Note that we do not get tabular data in excel files all the time, but in documents where they are surrounded with text as well, the job of the algorithm is in this case to spot the tabular structure among the contents, i.e. to locate the headers and the data corresponding to each of the headers.
Have you ever been caught up in a situation where you have no other access to specific data you need, except from certain charts? In our particular case, it interests us to retrieve historical performance of a fund compared with its benchmark from the bar chart in KIIDS and store the time series in our database.
In the past, we used to carry out this task manually. As one would expect, it was not only time-consuming, but also carried more operational risk, as mistakes such as missing the decimal dot, forgetting about the minus sign, or misplacing a value in a wrong cell easily come by.
It was not before long that we started to look for an easier and steadfast way. By combining OCR that reads the figures embedded in the chart, and computer vision that validates or corrects the recognized values according to the direction and the height of the bars, we managed to precisely translate the chart into an excel table within seconds.
Similar to tabular data, most of the time, graphic data appears in a document along with texts, from which the chart object will be identified before being processed.
Flooded with more information than ever, nowadays people no longer have the patience, nor the luxury of time to manually extract relevant information from textual documents. Imagine having to go through whole financial statements just to dig out the total value of the real estate properties.
Once a fantasy of science fiction movies, the ability for machines to interpret human language is now at the core of many applications that we use in our daily life. The underlying technique is natural language processing, which also offers solutions for automatic information extraction from textual data.
Suffering from the old way of data storage, we still need to handle documents in hard copies or scanned versions from time to time. Apart from NLP, automatic processing of these kind of documents require the involvement of computer vision.
Tools powered by AI for the automatic processing of financial documents overcome limitations of traditional approaches and offer a multitude of benefits.
- Trimmed down operating costs & operational risk: once the deployment is complete, it is instant to process a large document.

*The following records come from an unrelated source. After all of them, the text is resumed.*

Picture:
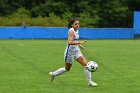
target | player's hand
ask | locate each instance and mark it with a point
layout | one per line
(81, 42)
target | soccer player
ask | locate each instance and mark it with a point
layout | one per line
(72, 52)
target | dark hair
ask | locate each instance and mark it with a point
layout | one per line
(70, 22)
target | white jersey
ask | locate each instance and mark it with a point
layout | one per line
(72, 51)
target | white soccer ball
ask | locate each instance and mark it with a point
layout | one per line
(92, 66)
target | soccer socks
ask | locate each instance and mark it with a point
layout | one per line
(59, 71)
(88, 77)
(87, 73)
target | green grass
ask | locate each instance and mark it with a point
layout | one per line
(25, 64)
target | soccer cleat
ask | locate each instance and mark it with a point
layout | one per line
(51, 76)
(91, 83)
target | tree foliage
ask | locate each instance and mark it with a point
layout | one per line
(91, 13)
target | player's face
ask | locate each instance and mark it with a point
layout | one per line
(76, 25)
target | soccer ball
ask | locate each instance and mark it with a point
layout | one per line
(92, 66)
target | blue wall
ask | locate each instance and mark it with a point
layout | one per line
(61, 33)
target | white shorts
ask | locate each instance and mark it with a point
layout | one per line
(70, 55)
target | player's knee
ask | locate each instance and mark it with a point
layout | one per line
(67, 69)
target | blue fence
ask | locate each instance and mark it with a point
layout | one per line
(61, 33)
(136, 22)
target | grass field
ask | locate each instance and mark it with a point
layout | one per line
(25, 64)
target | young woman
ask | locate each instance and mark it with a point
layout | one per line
(72, 52)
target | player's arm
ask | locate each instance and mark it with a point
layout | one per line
(81, 46)
(70, 39)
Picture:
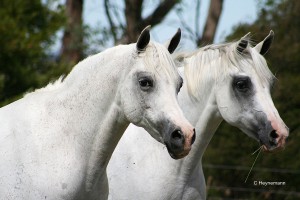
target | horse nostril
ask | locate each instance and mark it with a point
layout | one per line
(177, 135)
(274, 135)
(194, 137)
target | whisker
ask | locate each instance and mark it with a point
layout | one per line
(260, 148)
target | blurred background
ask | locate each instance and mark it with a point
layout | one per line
(43, 39)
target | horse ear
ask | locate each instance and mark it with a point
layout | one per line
(143, 39)
(264, 45)
(243, 43)
(174, 41)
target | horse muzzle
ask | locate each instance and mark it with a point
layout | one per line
(179, 144)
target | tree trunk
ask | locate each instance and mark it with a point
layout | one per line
(212, 21)
(72, 42)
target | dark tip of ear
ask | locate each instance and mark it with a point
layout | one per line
(242, 45)
(267, 43)
(143, 39)
(174, 41)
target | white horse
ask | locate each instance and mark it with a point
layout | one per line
(228, 82)
(55, 143)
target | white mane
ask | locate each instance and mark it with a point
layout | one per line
(156, 58)
(215, 62)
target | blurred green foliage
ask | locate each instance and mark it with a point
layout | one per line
(233, 148)
(27, 29)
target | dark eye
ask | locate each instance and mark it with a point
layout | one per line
(145, 83)
(180, 86)
(243, 85)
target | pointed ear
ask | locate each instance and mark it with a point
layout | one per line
(143, 39)
(174, 41)
(243, 43)
(264, 45)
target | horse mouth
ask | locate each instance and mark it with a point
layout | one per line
(178, 155)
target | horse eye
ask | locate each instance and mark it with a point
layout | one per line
(242, 85)
(145, 83)
(180, 86)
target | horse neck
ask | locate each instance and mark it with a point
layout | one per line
(204, 115)
(93, 92)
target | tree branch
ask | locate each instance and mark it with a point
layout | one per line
(212, 21)
(159, 13)
(110, 21)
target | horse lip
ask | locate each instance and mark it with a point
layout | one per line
(177, 156)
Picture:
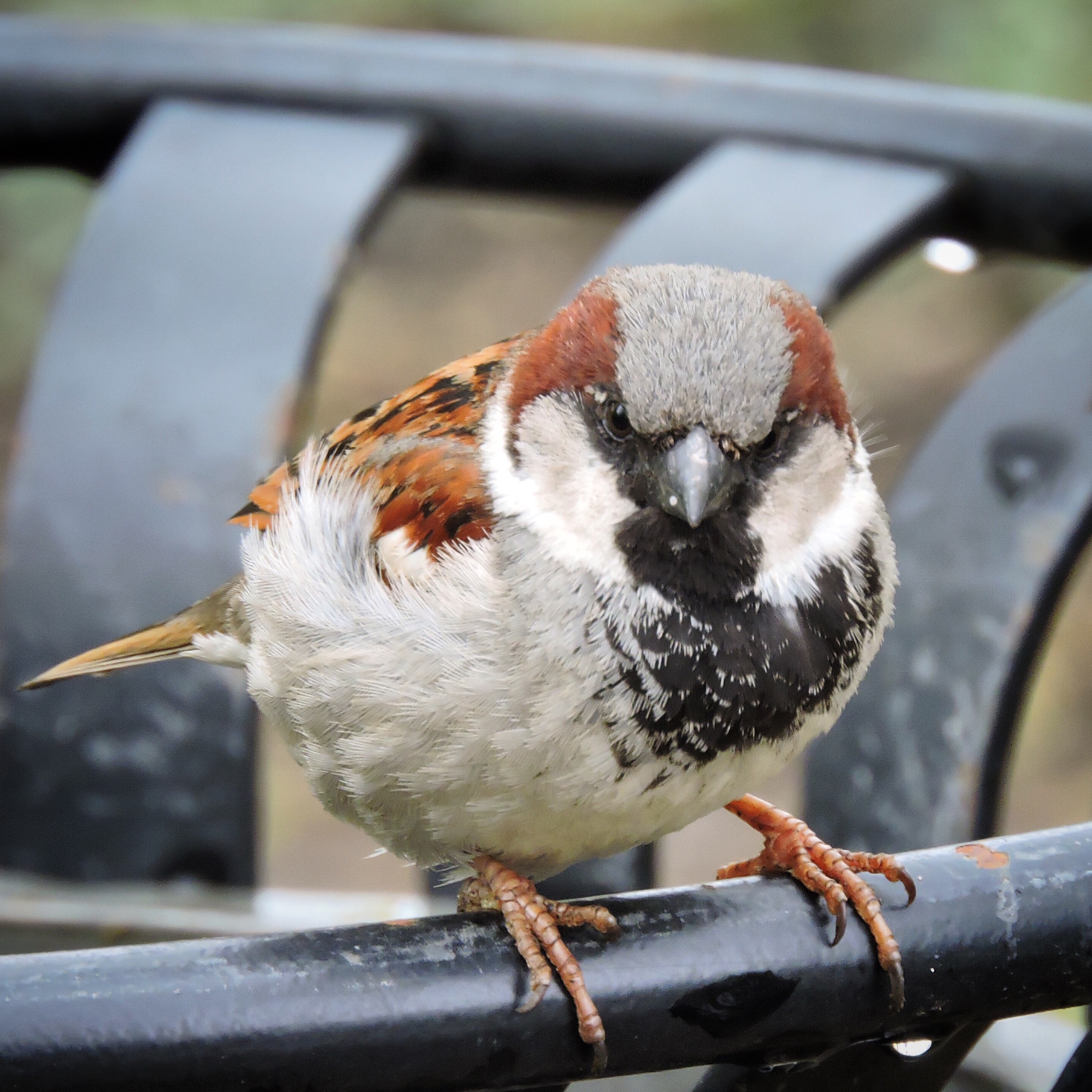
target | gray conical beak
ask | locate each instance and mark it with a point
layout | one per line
(695, 477)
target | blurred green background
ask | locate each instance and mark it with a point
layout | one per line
(446, 273)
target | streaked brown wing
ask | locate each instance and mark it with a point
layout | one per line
(415, 451)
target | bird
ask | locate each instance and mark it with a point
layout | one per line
(567, 595)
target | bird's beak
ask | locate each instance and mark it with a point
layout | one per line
(694, 479)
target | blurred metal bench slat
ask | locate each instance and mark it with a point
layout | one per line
(816, 220)
(164, 387)
(990, 520)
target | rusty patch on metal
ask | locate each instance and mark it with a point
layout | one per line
(982, 856)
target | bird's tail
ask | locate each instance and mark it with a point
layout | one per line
(214, 629)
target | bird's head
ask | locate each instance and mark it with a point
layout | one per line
(685, 426)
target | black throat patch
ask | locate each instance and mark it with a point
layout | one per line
(715, 672)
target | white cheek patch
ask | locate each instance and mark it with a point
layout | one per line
(563, 490)
(813, 514)
(400, 559)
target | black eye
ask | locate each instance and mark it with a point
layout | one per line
(617, 421)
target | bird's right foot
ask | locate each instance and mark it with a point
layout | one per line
(533, 922)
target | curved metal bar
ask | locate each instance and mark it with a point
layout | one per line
(988, 521)
(553, 117)
(817, 221)
(162, 391)
(740, 971)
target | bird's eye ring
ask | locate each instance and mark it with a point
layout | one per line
(616, 421)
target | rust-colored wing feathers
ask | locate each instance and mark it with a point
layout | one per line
(417, 453)
(427, 483)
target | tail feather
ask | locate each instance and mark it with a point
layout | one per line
(217, 617)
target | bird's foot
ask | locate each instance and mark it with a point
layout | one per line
(792, 847)
(533, 922)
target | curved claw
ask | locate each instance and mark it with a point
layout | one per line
(898, 985)
(600, 1058)
(538, 993)
(908, 881)
(839, 924)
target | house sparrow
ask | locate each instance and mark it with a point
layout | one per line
(569, 594)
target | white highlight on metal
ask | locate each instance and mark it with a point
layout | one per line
(950, 256)
(912, 1047)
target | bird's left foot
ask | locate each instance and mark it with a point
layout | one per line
(533, 922)
(792, 847)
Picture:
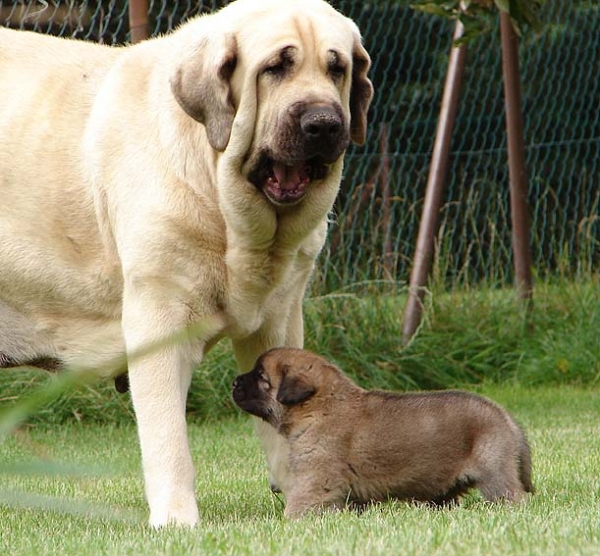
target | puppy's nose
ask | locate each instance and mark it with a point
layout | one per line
(321, 124)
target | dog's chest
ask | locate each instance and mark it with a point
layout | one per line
(262, 286)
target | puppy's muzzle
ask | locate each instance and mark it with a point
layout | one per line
(238, 392)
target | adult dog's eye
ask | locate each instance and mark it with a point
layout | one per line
(276, 70)
(281, 65)
(337, 71)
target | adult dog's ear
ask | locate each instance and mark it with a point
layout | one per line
(294, 390)
(361, 93)
(201, 85)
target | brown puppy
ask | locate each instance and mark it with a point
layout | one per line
(348, 444)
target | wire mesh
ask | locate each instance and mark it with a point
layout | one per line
(376, 216)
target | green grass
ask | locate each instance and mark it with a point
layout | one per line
(97, 507)
(468, 337)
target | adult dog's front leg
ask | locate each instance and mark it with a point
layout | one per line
(159, 381)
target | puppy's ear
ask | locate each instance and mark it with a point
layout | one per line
(293, 390)
(201, 85)
(361, 93)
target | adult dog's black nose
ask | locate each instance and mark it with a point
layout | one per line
(321, 124)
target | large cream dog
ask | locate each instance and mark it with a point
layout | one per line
(181, 182)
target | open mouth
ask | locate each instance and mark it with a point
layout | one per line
(286, 184)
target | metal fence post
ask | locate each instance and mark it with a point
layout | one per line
(435, 187)
(516, 159)
(138, 20)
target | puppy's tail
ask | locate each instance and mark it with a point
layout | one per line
(525, 464)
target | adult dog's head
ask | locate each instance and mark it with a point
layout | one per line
(288, 380)
(304, 69)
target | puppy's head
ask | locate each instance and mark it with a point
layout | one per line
(281, 380)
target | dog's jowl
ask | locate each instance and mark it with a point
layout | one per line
(176, 188)
(352, 445)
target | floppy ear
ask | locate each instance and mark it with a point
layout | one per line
(361, 93)
(294, 390)
(201, 85)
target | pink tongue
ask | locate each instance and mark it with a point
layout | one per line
(289, 177)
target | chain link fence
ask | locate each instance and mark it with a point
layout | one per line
(377, 214)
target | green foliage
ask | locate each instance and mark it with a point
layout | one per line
(475, 14)
(468, 337)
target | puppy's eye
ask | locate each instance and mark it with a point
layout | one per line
(263, 383)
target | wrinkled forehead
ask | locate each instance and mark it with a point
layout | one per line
(324, 33)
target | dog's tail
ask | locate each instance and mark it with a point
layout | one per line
(525, 464)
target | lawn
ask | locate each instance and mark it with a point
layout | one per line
(76, 488)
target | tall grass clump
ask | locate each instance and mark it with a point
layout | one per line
(468, 336)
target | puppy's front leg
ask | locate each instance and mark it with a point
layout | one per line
(307, 495)
(159, 384)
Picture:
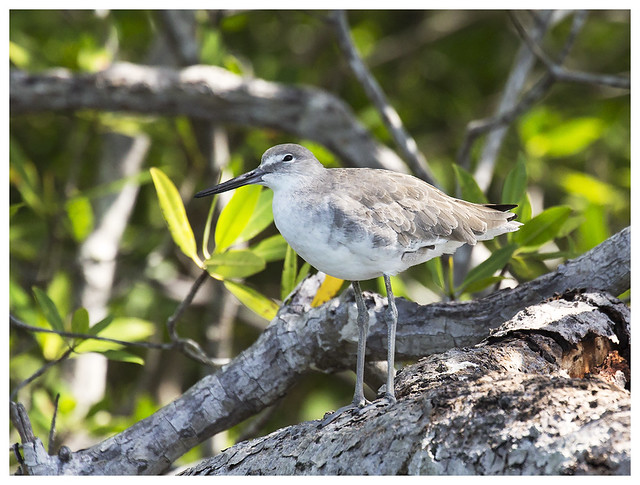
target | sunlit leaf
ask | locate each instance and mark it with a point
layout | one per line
(566, 138)
(487, 268)
(24, 175)
(469, 188)
(80, 321)
(483, 283)
(527, 269)
(435, 268)
(235, 216)
(289, 273)
(14, 208)
(127, 329)
(594, 229)
(175, 215)
(328, 289)
(593, 190)
(123, 356)
(238, 263)
(80, 215)
(49, 309)
(302, 274)
(543, 227)
(262, 216)
(101, 325)
(253, 300)
(272, 248)
(18, 55)
(515, 183)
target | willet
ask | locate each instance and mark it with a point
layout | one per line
(359, 223)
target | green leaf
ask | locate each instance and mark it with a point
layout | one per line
(234, 264)
(262, 216)
(127, 329)
(515, 184)
(49, 309)
(594, 229)
(101, 325)
(566, 138)
(527, 269)
(469, 189)
(302, 274)
(235, 216)
(328, 289)
(289, 273)
(80, 215)
(543, 227)
(14, 208)
(175, 215)
(495, 262)
(123, 356)
(80, 321)
(272, 248)
(437, 275)
(483, 283)
(594, 190)
(254, 301)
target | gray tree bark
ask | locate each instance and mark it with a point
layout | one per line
(301, 339)
(539, 396)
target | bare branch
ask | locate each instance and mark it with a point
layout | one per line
(518, 403)
(560, 73)
(302, 338)
(210, 93)
(510, 111)
(518, 76)
(389, 115)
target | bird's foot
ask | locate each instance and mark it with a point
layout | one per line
(336, 414)
(361, 408)
(384, 401)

Accuracy will not be compromised, by virtue of domain experts’ involvement during model training, as well as their validations on the outputs.
- Optimized resource allocation: manual processing of financial documents occupies expertise. Outsourcing to AI frees up talent, so that they can focus on core business.
- Sustained data capacity: In stark contrast to conventional methodologies, AI works better with scale. It only gets smarter and more agile as it is fed with more data. Thus, this enables organizations to keep up with explosive data growth.